Sara Gurowitsch (February 17, 1889 – April 24, 1981) was a Russian-born American cellist and composer.

== Early life ==
Sarah Gurowitsch was born in the Russian Empire, the daughter of Harry and Esther Goldenberg Gurowitsch, and raised in New York. Her brother Frank and her sister Esther were also musicians. She studied in New York at the National Conservatory of Music and with cellists Hans Kronold and Leo Schulz, then went to Germany for further musical studies with Robert Hausmann. In 1906, she won the Felix Mendelssohn Bartholdi Prize in Berlin.

== Career ==
While in Europe, Gurowitsch played Eugen d'Albert's cello concerto, with the composer himself accompanying her on piano. She made her American debut in 1910, with the New York Symphony Orchestra, under conductor Walter Damrosch. In 1913 she made a recording of the Kol Nidre, and headlined a "Russian Music Carnival" at Carnegie Hall.

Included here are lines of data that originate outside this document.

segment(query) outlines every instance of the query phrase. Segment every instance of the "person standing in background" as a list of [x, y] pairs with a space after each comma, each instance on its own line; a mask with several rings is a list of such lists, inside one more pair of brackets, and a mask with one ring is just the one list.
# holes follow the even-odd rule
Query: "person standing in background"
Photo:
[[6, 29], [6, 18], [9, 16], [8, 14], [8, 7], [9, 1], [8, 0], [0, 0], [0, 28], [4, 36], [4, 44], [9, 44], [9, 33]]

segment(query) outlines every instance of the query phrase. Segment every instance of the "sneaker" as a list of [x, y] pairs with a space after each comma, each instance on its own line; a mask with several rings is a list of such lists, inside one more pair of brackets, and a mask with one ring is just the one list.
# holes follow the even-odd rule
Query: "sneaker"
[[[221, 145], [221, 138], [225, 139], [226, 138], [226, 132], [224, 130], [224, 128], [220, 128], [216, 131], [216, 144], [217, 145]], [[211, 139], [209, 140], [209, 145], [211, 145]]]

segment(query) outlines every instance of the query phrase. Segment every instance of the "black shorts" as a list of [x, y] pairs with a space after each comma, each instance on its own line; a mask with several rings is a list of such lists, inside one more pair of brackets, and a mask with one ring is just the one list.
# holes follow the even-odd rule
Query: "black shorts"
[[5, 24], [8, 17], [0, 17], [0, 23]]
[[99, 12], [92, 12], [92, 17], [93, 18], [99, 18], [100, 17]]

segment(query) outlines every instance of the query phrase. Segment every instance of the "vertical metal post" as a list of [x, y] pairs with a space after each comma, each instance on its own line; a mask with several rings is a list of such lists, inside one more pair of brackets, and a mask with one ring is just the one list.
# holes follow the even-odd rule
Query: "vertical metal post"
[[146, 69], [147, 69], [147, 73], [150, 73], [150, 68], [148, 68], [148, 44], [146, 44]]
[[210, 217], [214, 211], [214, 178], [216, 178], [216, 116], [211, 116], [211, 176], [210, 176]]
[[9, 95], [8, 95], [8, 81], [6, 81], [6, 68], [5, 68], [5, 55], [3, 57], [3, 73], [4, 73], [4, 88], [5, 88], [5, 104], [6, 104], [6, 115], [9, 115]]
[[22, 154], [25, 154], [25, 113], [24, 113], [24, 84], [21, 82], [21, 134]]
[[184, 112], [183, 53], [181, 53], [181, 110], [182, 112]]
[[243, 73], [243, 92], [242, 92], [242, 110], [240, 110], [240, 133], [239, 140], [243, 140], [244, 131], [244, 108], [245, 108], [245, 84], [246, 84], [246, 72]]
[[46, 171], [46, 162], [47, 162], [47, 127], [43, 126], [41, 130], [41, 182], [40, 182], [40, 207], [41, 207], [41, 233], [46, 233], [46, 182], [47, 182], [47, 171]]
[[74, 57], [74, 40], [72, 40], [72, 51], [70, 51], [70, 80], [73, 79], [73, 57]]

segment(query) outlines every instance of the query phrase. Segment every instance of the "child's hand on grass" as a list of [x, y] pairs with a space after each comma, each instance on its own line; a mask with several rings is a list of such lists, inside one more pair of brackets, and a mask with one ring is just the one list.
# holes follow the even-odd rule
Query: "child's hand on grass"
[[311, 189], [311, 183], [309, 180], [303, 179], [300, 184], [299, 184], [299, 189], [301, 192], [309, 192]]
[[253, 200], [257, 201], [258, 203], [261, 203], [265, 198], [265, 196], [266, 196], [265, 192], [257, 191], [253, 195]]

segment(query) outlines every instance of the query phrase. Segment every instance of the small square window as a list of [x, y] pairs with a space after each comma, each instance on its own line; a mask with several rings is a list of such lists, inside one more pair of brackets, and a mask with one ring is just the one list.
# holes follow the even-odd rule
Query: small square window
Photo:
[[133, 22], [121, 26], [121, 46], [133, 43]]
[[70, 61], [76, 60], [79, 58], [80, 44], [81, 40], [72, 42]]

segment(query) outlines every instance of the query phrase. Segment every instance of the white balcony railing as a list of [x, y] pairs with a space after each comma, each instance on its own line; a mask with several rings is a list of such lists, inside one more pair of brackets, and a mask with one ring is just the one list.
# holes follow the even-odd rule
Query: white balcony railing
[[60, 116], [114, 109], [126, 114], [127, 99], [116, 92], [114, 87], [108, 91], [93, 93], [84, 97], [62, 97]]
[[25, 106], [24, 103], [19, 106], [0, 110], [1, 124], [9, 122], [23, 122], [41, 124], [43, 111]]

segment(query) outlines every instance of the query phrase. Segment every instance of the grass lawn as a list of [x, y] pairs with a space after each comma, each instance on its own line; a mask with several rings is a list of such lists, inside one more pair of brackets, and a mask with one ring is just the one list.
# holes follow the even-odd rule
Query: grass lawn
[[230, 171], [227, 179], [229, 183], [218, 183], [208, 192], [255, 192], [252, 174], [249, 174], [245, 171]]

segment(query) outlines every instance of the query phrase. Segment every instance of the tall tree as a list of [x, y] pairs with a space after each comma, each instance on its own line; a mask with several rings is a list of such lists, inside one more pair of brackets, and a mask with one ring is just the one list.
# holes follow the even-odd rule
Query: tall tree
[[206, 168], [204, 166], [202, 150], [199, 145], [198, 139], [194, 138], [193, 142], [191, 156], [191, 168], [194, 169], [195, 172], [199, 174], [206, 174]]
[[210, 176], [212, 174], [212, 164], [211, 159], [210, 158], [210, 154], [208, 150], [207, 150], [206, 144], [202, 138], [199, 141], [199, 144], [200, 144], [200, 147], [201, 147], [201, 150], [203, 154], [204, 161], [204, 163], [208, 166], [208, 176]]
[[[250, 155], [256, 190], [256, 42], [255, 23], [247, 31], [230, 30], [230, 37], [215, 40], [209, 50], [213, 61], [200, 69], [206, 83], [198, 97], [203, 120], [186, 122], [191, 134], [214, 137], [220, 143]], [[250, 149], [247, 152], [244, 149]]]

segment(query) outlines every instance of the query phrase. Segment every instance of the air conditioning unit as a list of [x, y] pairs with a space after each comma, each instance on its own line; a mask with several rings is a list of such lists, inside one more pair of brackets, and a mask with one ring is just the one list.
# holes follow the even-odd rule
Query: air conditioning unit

In 1914, she toured on the lyceum circuit with baritone Marcus A. Kellerman. In 1916, she played at a concert of Jewish music at Columbia University. She played a concert at Bushwick High School in 1917. "She has a splendid command of her instrument," commented one reviewer in 1919, "gets a beautiful tone, and plays with sureness and soulful interpretation."

Gurowitsch left the professional stage after marriage in 1919, but she occasionally played at Jewish women's events in Bergen County, New Jersey. For example, in 1931 she played at a women's meeting of the YMHA, and in 1939 she performed at a local meeting of the National Council of Jewish Women.

== Personal life ==
Sarah Gurowitsch married a fellow Russian immigrant, Samuel Benjamin Leight, in 1919. Their sons Lawrence and Donald became musicians; another son, Edward, became an illustrator. Playwright and television producer Warren Leight is Sarah Gurowitsch's grandson. Her husband died in 1970. Sarah Gurowitsch Leight died in 1981, aged 92 years.